A bowl of blackberries

Enjoy freshly-picked fruit straight from your garden

Plant breeders have recently done gardeners a great favour by producing thornless varieties of blackberries. Some of them also have attractive flowers or leaves and look great trained against a fence or over an arch.

Best varieties

  • Early: ‘Adrienne’ (with pink, double flowers) or ‘Helen’
  • Mid-season: compact ‘Loch Ness’
  • Late: ‘Oregon Thornless’ with very attractive, finely divided leaves

These varieties are all prickle-free, and should yield up to 10kg of fruit per plant, depending on how much space you can give them.

Getting started

Buy young plants with two or three shoots, which will have been cut short for easier handling. 
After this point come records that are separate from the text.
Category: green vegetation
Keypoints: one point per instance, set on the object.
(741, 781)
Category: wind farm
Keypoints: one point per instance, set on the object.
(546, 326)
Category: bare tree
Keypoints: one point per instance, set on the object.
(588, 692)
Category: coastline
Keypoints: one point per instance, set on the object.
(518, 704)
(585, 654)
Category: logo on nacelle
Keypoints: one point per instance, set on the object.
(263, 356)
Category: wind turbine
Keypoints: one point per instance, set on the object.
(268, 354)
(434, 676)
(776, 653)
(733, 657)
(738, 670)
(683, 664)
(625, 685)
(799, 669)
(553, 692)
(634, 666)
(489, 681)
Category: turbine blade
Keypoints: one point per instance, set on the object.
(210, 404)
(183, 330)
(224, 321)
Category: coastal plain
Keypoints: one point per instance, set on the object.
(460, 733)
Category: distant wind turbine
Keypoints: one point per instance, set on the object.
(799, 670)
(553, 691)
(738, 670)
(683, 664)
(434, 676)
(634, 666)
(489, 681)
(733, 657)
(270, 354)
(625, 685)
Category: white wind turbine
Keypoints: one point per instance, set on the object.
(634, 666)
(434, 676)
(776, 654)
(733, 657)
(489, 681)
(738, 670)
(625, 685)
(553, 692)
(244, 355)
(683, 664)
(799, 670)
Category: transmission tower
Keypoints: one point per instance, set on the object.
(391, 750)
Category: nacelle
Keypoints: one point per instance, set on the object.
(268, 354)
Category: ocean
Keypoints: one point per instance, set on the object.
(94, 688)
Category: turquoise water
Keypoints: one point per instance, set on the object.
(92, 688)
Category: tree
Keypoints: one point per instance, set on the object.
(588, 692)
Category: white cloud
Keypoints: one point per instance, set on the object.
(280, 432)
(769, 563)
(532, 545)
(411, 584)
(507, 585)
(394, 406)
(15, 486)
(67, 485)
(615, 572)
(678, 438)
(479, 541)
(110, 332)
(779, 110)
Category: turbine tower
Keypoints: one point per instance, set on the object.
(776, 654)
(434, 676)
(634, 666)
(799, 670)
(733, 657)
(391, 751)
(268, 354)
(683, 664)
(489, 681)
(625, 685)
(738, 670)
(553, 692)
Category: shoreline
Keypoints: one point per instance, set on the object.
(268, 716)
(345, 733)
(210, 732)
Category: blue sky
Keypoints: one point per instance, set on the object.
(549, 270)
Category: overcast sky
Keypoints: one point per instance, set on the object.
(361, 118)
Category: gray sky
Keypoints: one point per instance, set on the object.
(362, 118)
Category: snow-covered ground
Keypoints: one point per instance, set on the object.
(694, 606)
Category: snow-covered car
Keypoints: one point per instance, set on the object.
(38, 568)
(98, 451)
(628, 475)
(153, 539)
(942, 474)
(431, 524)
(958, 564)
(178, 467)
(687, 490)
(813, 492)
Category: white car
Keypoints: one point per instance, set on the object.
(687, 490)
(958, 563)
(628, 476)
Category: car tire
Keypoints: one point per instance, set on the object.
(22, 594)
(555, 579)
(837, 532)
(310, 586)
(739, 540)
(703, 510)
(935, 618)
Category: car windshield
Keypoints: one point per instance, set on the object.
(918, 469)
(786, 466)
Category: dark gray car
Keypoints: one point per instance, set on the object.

Position in sun for the sweetest fruit, or semi shade. Shelter isn’t too crucial, as blackberries flower relatively late, so chilly spring winds are not a problem.

A close up view of blackberries in the wild

For the sweetest fruit, position in sun

Support plants by tying them to horizontal wires fixed at intervals of 30cm, supported between stout posts. Alternatively train them over an arch and just cut off shoots that don’t fit the space. ‘Loch Ness’ can be grown up a single pillar.

Plant 3-4m apart against a fence and allow them to spread out. Position 1m apart if they are confined to a pillar or arch.

Care

Feed in spring with sulphate of potash, but only if your soil is sandy or low in nutrients, then mulch with bulky organic material. Water in dry spells, especially when the fruit starts to swell.

Tie in new shoots as they grow. On wires, the easiest way is to train them straight up, then outwards along the top wire.

Prune once you’ve picked all the fruit. Cut the old shoots down close to the ground, then untie all the new shoots and retie them in a rough fan shape, using the lower wires, leaving a space in the centre for the next year’s canes.

If there are very few new canes, keep some of the old ones, just shortening all the sides-shoots back to one bud.

Renovating

Restore a neglected plant by cutting everything down to ground level in winter. Tie in new shoots as they grow the following year. Dig out any that have spread too far – the tips of blackberry shoots can root where they touch the ground, so can spread in leaps and bounds.

Check the supports, and replace if necessary.

Replace plants that fail to produce strong new shoots, or don’t fruit well after two years’ growth.